I think Richwine was wrong in advocating that we discriminate against low IQ and in favor of high IQ individuals or groups. Such an approach is incompatible with the assumption that various population groups do not differ in their cognitive abilities -- that, for example, East Asians are not generally smarter or more academically gifted than immigrants from Mexico.
That's why I support a temporary across-the-board moratorium on all immigration from all countries until we can assimilate and integrate the forty-to-fifty million foreign born minorities (including 11 million undocumented) who are already living in this country. Unless you believe the American people are lacking in the skills and intelligence required to be an economically and politically successful society, it's hard to see on what grounds anyone could possibly object.
I would make one exception however. Unthinkable as it may be, should Israel cease to be viable as a Jewish state in the middle of the Muslim world we should make it clear now that we will allow its citizens to seek refuge in America. Having done so much to encourage that society I think we have incurred a moral responsibility to its Jewish population.
"I would make one exception
"I would make one exception however. Unthinkable as it may be, should Israel cease to be viable as a Jewish state in the middle of the Muslim world we should make it clear now that we will allow its citizens to seek refuge in America. Having done so much to encourage that society I think we have incurred a moral responsibility to its Jewish population."
Well bless you for your kindness.
The 3 billion that the US spends on Israel is a meaningless amount to Israel, it's a drop in the bucket, or a piss in the ocean. 3 billion, out of an economy of 245,000 billion, is trivial, nonexistent. But that 3 billion dollar "gift" from the American taxpayer, is a small price to pay, to have access to the brightest researchers on the planet, so the American taxpayer is getting back 100x that investment back, in the way of R&D.

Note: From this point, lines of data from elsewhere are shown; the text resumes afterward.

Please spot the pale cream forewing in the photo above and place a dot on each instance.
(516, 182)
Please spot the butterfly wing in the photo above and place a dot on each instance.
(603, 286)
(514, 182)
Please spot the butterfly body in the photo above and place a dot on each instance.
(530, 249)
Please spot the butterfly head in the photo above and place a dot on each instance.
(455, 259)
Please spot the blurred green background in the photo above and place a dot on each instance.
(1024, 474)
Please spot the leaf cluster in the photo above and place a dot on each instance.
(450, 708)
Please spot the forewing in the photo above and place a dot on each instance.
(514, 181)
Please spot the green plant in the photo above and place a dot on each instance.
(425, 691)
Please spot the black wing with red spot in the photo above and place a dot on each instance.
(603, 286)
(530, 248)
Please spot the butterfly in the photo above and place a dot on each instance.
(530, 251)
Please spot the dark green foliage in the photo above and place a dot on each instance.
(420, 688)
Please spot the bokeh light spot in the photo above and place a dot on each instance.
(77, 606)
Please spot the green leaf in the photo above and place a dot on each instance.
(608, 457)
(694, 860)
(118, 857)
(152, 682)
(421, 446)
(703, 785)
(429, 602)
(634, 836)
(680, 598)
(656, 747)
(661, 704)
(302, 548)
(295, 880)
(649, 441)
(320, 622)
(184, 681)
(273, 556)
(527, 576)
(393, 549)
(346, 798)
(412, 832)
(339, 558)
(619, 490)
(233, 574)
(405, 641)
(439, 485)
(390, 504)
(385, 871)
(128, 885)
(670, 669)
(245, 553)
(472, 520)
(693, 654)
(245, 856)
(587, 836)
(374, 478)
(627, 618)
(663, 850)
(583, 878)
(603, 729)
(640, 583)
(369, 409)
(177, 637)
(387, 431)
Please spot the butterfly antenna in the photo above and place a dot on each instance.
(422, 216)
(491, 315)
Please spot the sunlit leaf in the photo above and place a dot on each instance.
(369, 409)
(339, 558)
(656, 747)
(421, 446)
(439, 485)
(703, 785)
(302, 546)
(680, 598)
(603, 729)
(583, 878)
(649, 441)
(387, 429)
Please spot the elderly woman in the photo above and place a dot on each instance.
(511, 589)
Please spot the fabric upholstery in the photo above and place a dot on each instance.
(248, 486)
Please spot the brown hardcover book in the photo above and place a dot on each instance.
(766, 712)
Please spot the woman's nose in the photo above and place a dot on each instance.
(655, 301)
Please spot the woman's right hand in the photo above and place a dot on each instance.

You are already the New "Promised Land." And the founders of this great country viewed themselves as the "New Jews." Samuel Adams and Thomas Jefferson even fought viciously to have our national symbol be the Jews in the Exodus, fleeing Egypt, but, the crested Bald Eagle won out.
http://en.wikipedia.org/wiki/File:FirstCommitteeGreatSealReverseLossingD...
And no country has blessed the Jews more then the United States, for which you have been blessed a million times over. Bringing the Jews over would give the US access to more Nobel Prize Laureates in the Sciences then any other nation on Earth, it would enrich culture, and empower immensely the academics, the performing arts, film, and media.
I think you may misunderstand me
Without this compromise I doubt the heads of the major Jewish organizations in America can ever be persuaded to support an immigration pause or time-out at this point in time. The fate of world Jewry has got to be a consideration in the back of their minds and putting myself in their shoes and thinking about history, I can't say I blame them.
The key point is to make sure that concerns about the possible future welfare of world Jewry not be at odds with concerns about welfare of American society as a whole, which could turn out tragically for everyone involved. You would have to be politically naive not to think this is an important consideration. Realism being the first requirement for moral responsibility in this world.
I would also add that a temporary moratorium on immigration could help secure broad American popular support for the state of Israel over the long-term, which may easily unravel in an unraveling middle-class society. We need to align our interests.